Proved oil and natural gas reserves.  Those quantities of oil and gas, which, by analysis of geoscience and engineering data, can be estimated with reasonable certainty to be economically producible—from a given date forward, from known reservoirs, and under existing economic conditions, operating methods, and government regulations—prior to the time at which contracts providing the right to operate expire, unless evidence indicates that renewal is reasonably certain, regardless of whether deterministic or probabilistic methods are used for the estimation. The project to extract hydrocarbons must have commenced or the operator must be reasonably certain that it will commence the project within a reasonable time.
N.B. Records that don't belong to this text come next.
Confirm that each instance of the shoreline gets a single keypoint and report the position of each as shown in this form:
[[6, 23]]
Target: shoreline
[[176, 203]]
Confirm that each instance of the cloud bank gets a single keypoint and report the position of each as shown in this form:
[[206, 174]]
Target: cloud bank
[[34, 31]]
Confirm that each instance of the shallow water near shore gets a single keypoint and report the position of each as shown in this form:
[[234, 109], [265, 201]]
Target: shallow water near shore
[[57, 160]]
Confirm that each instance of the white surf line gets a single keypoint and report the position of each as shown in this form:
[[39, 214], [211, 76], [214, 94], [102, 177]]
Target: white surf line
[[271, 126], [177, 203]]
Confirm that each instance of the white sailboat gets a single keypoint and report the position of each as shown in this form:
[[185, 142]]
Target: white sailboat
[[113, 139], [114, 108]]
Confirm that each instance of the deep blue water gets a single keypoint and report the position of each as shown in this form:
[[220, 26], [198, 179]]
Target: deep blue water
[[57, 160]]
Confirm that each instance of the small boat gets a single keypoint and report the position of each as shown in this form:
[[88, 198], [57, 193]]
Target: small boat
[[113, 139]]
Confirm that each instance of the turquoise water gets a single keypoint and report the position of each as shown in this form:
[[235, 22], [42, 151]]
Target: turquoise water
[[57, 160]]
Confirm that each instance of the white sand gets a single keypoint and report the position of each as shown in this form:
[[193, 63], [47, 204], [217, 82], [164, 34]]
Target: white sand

Reasonable certainty is defined as “much more likely to be achieved than not”.
Proved undeveloped reserves (“PUDs”).  Proved reserves that are expected to be recovered from new wells on undrilled acreage, or from existing wells where a relatively major expenditure is required for recompletion.
Standardized measure of discounted future net cash flows.  The standardized measure represents value-based information about an enterprise’s proved oil and natural gas reserves based on estimates of future cash flows, including income taxes, from production of proved reserves assuming continuation of certain economic and operating conditions. Future cash flows are based on a twelve-month average price, calculated as the unweighted arithmetic average of the first-day-of-the-month price for each month within the twelve-month period prior to the end of the reporting period.
Undeveloped acreage.  Lease acreage on which wells have not been drilled or completed to a point that would permit the production of economic quantities of oil and gas regardless of whether such acreage contains proved reserves.
Working interest.  An operating interest that gives the owner the right to drill, produce and conduct operating activities on the property and to receive a share of production.